Study on the Detection Method of Defrosting Start Time by Measuring Static Pressure Difference in Air Source Heat Pump System

Abstract

This study shows the feasibility and effectiveness of the detection method for determining the defrosting start time by measuring the air static pressure differences between the atmospheric pressure and the pressure measured before the outdoor unit fan in air source heat pump system (ASHP).

Generally, the frosting occurs under cold and humid environmental air condition, which means outdoor air temperature around the heat exchanger is lower than both dew point temperature of air and freezing temperature of water.

As the frost accumulation increases, the air pressure differences occur between the atmospheric pressure and the pressure measured inside the outdoor unit because of becoming narrow the area of airflows. It is possible to predict the frost accumulation of the heat pump evaporator indirectly measuring these changes of the pressure differences.

The pressure of the air is consist of the static pressure and dynamic pressure. The static pressure is used for obtaining the consistent and reliable data for the airflows. If the dynamic pressure is used, the experimental data will be influenced by the position of the differential pressure sensors and be possible of being blocked by the dust or moisture. On the contrary, if we use the static pressure, the negative pressure occurs at the position of measuring the pressure inside the outdoor unit. When the outdoor fan operates, the pressure inside the outdoor unit becomes lower than the external pressure and the negative pressure is generated. This shows that the possibility of going the dust or moisture inside sensors is minimized and the static pressure is less influenced by the change of the air velocity, unlike the dynamic pressure.

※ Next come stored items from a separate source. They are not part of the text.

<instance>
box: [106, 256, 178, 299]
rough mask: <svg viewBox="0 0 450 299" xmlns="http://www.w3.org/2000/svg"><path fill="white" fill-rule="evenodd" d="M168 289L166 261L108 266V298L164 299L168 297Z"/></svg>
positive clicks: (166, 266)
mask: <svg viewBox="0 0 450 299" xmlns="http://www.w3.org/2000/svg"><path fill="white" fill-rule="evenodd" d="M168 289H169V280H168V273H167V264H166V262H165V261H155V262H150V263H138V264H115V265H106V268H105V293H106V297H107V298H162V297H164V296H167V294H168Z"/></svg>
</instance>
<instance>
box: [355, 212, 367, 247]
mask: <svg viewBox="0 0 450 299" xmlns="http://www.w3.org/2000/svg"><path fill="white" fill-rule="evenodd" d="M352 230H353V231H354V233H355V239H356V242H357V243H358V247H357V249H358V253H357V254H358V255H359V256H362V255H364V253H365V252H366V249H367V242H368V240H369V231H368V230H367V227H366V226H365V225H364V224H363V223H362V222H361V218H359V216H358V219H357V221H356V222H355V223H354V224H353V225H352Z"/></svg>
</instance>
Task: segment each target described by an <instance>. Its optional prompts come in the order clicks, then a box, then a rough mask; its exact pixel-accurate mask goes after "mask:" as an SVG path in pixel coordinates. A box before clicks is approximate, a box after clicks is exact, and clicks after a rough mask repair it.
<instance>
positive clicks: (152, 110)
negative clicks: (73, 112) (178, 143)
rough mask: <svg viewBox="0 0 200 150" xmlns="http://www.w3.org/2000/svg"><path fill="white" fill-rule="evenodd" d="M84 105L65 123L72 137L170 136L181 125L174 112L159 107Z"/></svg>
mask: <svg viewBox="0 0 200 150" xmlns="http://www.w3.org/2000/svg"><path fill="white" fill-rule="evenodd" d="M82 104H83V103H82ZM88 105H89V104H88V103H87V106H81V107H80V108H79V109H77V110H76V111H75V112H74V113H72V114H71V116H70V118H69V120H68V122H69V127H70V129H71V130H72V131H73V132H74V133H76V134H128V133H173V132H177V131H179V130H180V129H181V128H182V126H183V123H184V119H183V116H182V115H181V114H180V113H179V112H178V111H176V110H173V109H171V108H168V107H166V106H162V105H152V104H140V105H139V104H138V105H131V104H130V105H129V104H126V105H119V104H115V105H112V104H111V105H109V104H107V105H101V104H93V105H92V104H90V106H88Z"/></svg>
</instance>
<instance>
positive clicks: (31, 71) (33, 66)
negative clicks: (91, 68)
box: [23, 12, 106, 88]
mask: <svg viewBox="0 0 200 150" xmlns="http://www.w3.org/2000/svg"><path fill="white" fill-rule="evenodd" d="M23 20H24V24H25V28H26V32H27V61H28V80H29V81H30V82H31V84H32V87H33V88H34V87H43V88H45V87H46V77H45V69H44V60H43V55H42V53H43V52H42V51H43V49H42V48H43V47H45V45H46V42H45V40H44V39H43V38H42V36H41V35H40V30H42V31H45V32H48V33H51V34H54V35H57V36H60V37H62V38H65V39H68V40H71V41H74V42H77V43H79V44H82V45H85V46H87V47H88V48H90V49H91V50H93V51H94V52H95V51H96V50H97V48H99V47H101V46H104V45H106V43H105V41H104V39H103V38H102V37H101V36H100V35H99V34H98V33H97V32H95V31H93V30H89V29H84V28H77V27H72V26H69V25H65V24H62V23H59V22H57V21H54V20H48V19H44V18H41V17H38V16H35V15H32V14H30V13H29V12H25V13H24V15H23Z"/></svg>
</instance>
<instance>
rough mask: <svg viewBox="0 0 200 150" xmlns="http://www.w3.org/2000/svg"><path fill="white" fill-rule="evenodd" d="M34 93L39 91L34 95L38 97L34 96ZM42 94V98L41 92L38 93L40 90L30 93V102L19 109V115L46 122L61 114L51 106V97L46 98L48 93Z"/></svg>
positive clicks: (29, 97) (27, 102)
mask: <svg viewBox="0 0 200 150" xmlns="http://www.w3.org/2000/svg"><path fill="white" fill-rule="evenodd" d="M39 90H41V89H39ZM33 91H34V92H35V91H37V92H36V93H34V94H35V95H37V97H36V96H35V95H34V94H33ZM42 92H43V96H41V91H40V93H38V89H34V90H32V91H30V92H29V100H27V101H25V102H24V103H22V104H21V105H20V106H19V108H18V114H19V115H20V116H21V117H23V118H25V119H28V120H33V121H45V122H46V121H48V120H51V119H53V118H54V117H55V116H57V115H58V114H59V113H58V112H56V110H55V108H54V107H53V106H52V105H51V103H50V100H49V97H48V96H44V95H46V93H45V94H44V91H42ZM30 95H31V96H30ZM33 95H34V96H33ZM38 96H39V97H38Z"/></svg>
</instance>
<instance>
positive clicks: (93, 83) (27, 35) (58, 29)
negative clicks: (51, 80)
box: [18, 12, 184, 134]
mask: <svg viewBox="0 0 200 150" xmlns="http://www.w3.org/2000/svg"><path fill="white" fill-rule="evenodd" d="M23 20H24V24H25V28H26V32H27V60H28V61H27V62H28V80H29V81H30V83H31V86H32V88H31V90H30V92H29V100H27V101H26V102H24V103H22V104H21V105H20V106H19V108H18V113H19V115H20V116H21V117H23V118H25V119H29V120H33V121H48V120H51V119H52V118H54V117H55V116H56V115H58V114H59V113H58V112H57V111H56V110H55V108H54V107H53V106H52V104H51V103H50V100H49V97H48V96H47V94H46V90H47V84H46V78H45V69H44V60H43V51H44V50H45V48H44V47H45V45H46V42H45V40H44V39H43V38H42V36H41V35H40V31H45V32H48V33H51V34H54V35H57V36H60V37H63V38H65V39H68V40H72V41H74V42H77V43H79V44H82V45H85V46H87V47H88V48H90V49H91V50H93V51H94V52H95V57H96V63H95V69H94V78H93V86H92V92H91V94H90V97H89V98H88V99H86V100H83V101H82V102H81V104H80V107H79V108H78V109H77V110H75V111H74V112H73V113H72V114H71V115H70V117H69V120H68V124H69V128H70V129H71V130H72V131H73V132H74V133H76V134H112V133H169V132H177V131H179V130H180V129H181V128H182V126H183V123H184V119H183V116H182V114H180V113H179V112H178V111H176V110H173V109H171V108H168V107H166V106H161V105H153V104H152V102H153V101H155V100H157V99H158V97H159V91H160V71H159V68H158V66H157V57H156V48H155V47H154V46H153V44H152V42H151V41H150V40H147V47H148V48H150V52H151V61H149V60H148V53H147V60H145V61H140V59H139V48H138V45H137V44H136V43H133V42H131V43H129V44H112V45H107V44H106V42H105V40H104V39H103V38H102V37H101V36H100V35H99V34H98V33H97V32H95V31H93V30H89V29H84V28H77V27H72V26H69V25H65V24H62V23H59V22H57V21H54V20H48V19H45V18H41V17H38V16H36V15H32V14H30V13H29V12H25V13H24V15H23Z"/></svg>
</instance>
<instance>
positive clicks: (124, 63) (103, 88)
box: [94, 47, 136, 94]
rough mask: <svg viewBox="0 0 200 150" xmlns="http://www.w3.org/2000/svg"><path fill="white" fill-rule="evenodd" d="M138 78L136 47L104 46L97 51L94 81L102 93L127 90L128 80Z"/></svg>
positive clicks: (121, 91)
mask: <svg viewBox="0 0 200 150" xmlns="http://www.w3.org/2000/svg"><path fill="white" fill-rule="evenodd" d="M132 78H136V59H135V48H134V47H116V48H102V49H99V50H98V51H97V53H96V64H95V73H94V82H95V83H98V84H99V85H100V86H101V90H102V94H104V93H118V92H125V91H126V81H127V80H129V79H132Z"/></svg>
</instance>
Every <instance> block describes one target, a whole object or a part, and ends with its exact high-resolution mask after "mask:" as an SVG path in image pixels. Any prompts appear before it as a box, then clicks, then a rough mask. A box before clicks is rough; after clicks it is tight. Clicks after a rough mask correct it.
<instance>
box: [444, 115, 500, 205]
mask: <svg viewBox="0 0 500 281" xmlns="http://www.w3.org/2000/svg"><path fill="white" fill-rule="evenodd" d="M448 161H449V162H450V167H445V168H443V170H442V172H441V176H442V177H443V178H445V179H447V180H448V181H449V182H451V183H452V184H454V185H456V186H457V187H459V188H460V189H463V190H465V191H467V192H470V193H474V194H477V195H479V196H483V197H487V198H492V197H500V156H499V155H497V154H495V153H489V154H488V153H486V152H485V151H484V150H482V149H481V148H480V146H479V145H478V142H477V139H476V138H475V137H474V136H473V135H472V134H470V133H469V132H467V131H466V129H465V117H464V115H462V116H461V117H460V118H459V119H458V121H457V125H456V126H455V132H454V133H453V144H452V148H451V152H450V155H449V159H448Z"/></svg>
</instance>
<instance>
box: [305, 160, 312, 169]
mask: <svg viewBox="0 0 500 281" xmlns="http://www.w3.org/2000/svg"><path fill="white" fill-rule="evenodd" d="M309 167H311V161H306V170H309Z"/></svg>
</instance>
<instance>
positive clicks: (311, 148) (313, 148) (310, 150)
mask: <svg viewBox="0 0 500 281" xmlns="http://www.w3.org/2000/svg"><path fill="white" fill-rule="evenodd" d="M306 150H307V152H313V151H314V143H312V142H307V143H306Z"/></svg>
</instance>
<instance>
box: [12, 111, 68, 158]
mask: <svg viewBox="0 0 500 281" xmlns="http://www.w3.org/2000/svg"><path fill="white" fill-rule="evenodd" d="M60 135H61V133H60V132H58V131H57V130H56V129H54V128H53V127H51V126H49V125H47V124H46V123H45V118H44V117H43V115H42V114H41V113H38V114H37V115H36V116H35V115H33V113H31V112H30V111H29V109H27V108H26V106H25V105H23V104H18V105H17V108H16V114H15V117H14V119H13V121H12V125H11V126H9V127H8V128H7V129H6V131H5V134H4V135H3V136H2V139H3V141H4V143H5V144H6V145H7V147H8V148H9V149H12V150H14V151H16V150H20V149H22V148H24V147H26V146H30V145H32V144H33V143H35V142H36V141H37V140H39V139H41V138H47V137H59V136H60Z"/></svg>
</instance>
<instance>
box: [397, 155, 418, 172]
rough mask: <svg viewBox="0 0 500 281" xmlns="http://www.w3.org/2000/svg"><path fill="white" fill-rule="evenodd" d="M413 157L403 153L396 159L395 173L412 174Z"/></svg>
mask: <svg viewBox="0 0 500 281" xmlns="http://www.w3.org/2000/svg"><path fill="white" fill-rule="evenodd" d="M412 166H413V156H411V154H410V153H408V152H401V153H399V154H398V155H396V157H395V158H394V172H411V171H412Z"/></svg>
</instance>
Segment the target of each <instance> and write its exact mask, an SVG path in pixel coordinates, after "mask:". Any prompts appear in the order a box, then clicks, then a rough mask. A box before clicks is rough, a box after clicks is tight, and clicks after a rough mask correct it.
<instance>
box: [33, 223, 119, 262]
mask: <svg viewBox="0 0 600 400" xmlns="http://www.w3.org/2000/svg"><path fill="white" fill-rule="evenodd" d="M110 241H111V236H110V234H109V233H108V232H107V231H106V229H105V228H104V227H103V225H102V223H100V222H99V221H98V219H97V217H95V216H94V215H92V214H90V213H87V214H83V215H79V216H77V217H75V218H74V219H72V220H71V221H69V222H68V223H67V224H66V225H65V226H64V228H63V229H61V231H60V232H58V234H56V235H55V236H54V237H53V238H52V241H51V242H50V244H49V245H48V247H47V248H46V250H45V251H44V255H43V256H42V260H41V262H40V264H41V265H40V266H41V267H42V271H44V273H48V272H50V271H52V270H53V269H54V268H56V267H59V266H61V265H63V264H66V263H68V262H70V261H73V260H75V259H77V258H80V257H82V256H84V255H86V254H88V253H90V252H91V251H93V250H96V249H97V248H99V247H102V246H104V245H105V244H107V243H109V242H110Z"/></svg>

The pressure measurement position inside the outdoor unit is an important factor in this study. The heat exchanger is generally divided into three parts such as high, middle and low. As the pressure is measured at a position close to the fan, the value of the static pressure increases. On the contrary, it gets the lower static pressure value being farther away from the fan.

As the frost accumulation increases, the air pressure differences between the atmospheric pressure and the pressure inside the outdoor unit also increases.

It shows that the position of measuring the pressure is getting lower, the pressure differences become bigger.

Measuring the pressure at the same height, the distance between the measuring point and the heat exchanger is an important factor to consider.

The pressure is measured at five locations: center, front, rear, right, and left to find the optimal position at the same height. The distance between each sensor is 8 cm and the right position is about 3 cm away from the outdoor heat exchanger.

The differential pressure value increases as the pressure measurement position is closer to the heat exchanger due to the influence of the airflows.

The performance of various operating conditions such as pressure measurement position, outdoor air temperature, relative humidity and compressor speed is tested to identify the relation of pressure drop with the heating capacity of the system. The pressure difference control method is suggested by providing an appropriate threshold value and comparing with the result with other estimation methods.

As a result, the suggested method is more reliable than conventional time control method for deciding the defrosting start time.

Conclusively, the defrosting start time can be controlled by measuring the air static pressure difference between the atmospheric pressure and the pressure measured before the outdoor unit fan in the air source heat pump system.